Infrastructure and property ETFs
These sit between thematic and defensive, holding real assets that often pay steady income.
- IFRA (VanEck FTSE Global Infrastructure Hedged ETF, 0.31% p.a.) and VBLD (Vanguard Global Infrastructure Index ETF, 0.47% p.a.) hold global infrastructure such as utilities, toll roads and pipelines.
- MVA (VanEck Australian Property ETF, 0.35% p.a.) holds ASX-listed property trusts (A-REITs).
Income and covered-call ETFs
Some sector funds are built around income rather than a single industry. YMAX (Betashares Australian Top 20 Equity Yield Maximiser, 0.76% p.a.) holds large ASX companies and writes covered call options over them to generate extra income, which can lift the distribution yield while capping some of the upside. Check the current yield on the YMAX ETF page. A higher yield is not the same as a higher total return, and past performance is not a reliable indicator of future returns. For income funds more broadly, see our high yield ETF guide.
Sustainability and ESG ETFs
- ETHI (Betashares Global Sustainability Leaders ETF, 0.59% p.a.) holds large global companies screened on climate and ethical criteria.
- FAIR (Betashares Australian Sustainability Leaders ETF, 0.49% p.a.) applies a similar screen to Australian companies.
ESG funds are broader than most single-theme funds, but their screens still tilt the portfolio away from the whole market, so returns can differ from a standard index fund.
How thematic ETFs differ from broad market funds
Three differences matter most.
- Concentration and volatility. A thematic ETF holds far fewer companies than a broad fund, all tied to one theme. That can mean larger swings in both directions, and long periods out of favour. Past performance is not a reliable indicator of future returns.

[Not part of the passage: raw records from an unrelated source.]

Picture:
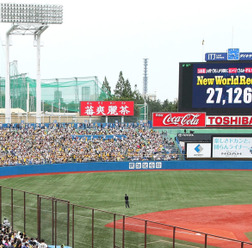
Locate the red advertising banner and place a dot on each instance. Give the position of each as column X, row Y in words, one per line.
column 229, row 121
column 106, row 108
column 178, row 119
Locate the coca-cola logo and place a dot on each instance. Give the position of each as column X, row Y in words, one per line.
column 185, row 120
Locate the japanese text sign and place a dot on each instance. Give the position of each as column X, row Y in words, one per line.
column 106, row 108
column 178, row 119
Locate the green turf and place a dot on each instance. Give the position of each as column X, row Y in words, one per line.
column 148, row 192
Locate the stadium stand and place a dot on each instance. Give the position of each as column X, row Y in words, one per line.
column 57, row 143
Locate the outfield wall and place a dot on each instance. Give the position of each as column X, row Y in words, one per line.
column 26, row 170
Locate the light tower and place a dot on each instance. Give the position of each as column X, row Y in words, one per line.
column 27, row 19
column 145, row 87
column 145, row 78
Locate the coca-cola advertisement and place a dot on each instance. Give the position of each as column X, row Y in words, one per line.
column 179, row 119
column 106, row 108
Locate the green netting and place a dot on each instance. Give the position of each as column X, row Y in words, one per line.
column 57, row 95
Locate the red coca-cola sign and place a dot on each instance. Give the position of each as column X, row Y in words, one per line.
column 178, row 119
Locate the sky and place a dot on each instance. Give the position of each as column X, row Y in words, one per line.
column 101, row 38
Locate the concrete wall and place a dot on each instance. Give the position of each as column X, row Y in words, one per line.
column 11, row 171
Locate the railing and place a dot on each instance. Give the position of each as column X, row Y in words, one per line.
column 60, row 222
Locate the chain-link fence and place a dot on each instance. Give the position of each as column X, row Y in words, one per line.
column 60, row 222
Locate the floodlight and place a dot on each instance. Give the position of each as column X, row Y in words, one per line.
column 28, row 19
column 31, row 13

- Overlap. Many thematic holdings already sit inside broad funds. A global technology fund overlaps heavily with the technology weight in VGS, so adding it can double up an existing exposure. Check before you buy with the ETFLens Overlap Checker.
- Fees. Thematic and sector MERs on the ASX range from around 0.31% p.a. (infrastructure) to 0.76% p.a. (a covered-call income fund), against roughly 0.04% to 0.20% for broad market funds. Over decades that gap compounds; model it on the Fee Analyser.
None of this makes thematic ETFs unsuitable, but it does mean they are usually considered a smaller, satellite part of a portfolio rather than its core. Whether any theme fits your situation depends on your objectives and circumstances, which ETFLens cannot assess. For the broad core alternative, see our guides to index funds in Australia and the most widely held ASX ETFs.
This article is general information only and not personal financial advice. ETFLens does not hold an Australian Financial Services Licence (AFSL). Thematic and sector ETFs are concentrated and can be more volatile than broad market funds. Consider your own objectives, financial situation and needs, or speak with a licensed financial adviser before making investment decisions. Past performance is not a reliable indicator of future returns.